In this case, the depth of the channels depends on the thickness of the sheet used. In a top view therefore a sheet would likewise correspond to the depiction in Fig. 2a.

Fig. 2b shows the second element 3 of the microbial membrane reactor 1 in the cross-section along the line A-B in Fig. 2a. The appropriate channels 12,18 are excavated in the inside surface 5 of the first element 3, for example by etching or another material-removing technique. The connection points and end points of the channels are connected to the corresponding bored passages 13,14,19,20 which lead to the upper side 24 of the second element. These bored passages serve as connection elements for connection of the external liquid flow.
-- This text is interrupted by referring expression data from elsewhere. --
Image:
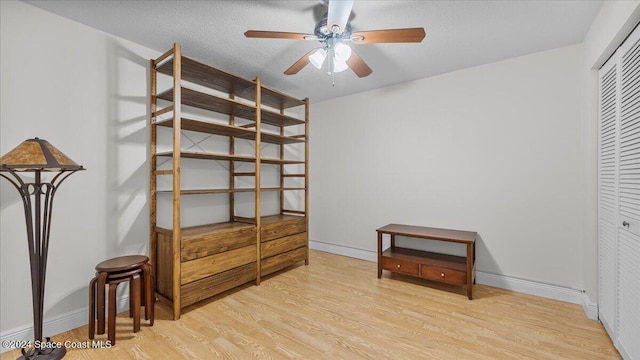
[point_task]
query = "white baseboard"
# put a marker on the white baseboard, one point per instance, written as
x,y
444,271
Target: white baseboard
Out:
x,y
78,318
54,326
549,291
344,250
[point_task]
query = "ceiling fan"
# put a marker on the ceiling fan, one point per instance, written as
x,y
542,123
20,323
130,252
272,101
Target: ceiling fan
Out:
x,y
333,32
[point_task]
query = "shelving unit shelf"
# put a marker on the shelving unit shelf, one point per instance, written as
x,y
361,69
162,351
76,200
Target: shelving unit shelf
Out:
x,y
193,263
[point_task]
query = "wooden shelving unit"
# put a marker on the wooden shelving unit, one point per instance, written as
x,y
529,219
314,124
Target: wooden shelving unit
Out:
x,y
196,262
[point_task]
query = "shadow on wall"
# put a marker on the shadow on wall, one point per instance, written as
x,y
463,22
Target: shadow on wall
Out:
x,y
485,262
127,144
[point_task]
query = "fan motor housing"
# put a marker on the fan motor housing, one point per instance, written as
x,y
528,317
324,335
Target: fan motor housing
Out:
x,y
323,32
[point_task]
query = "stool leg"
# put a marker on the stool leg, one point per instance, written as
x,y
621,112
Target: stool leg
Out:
x,y
131,310
148,293
112,313
102,281
134,301
92,307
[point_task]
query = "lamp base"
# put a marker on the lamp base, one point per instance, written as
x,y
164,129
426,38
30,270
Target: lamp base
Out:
x,y
45,354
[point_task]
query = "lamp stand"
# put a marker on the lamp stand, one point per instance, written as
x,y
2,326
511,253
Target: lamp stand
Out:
x,y
38,220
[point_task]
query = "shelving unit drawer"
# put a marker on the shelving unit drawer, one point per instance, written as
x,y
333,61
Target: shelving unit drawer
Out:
x,y
200,268
277,229
279,246
216,242
401,266
443,274
204,288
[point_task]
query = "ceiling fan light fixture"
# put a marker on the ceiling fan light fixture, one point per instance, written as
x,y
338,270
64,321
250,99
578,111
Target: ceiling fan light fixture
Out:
x,y
317,58
343,52
340,66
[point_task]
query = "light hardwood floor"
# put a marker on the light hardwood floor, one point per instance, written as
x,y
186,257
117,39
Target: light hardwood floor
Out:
x,y
337,308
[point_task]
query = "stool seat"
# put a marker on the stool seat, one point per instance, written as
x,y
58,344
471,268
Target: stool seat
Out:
x,y
133,269
122,263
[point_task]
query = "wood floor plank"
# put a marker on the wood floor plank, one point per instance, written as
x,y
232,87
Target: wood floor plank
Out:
x,y
337,308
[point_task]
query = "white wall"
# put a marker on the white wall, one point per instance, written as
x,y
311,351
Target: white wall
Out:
x,y
86,93
614,22
494,149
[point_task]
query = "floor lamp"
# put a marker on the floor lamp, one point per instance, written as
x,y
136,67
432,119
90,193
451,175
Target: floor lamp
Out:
x,y
38,156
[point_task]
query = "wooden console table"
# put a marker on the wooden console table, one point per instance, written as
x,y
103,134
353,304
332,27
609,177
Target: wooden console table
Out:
x,y
429,265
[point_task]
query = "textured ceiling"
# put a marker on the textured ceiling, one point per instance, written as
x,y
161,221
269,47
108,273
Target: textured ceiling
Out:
x,y
460,34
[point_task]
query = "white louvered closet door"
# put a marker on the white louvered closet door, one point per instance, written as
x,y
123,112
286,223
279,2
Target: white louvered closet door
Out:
x,y
619,197
608,195
629,199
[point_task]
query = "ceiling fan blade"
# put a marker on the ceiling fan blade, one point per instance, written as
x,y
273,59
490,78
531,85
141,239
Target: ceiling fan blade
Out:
x,y
358,65
338,14
298,65
278,35
388,36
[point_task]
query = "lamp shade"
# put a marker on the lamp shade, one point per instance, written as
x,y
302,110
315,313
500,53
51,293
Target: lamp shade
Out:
x,y
37,155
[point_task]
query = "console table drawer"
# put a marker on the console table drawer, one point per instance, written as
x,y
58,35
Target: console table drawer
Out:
x,y
443,274
405,267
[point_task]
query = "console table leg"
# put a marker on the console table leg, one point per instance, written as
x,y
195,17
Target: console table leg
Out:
x,y
379,255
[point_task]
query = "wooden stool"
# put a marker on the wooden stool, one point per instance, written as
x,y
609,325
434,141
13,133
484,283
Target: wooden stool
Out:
x,y
133,269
Fig. 3 shows a cross-section through the microbial membrane reactor 1 with diagrammatically depicted membranes along the line A-B in Fig. 2a. A microbial membrane 25 which contains the microorganisms is applied to the first or lower element 1 of the reactor. The membrane 25 can be formed, for example, by a conventional filter paper. The sterile membrane 26 which is impervious to microorganisms is arranged above this microbial membrane 25 and keeps the microorganisms away from the flow channels 12,18 of the second or upper element 3.

The upper and lower element 2,3 are pressed together by screws inserted along the depicted passage hole 8, so that the gap 6 depicted in Fig. 3 is, of course, absent from a reactor 1 ready for use.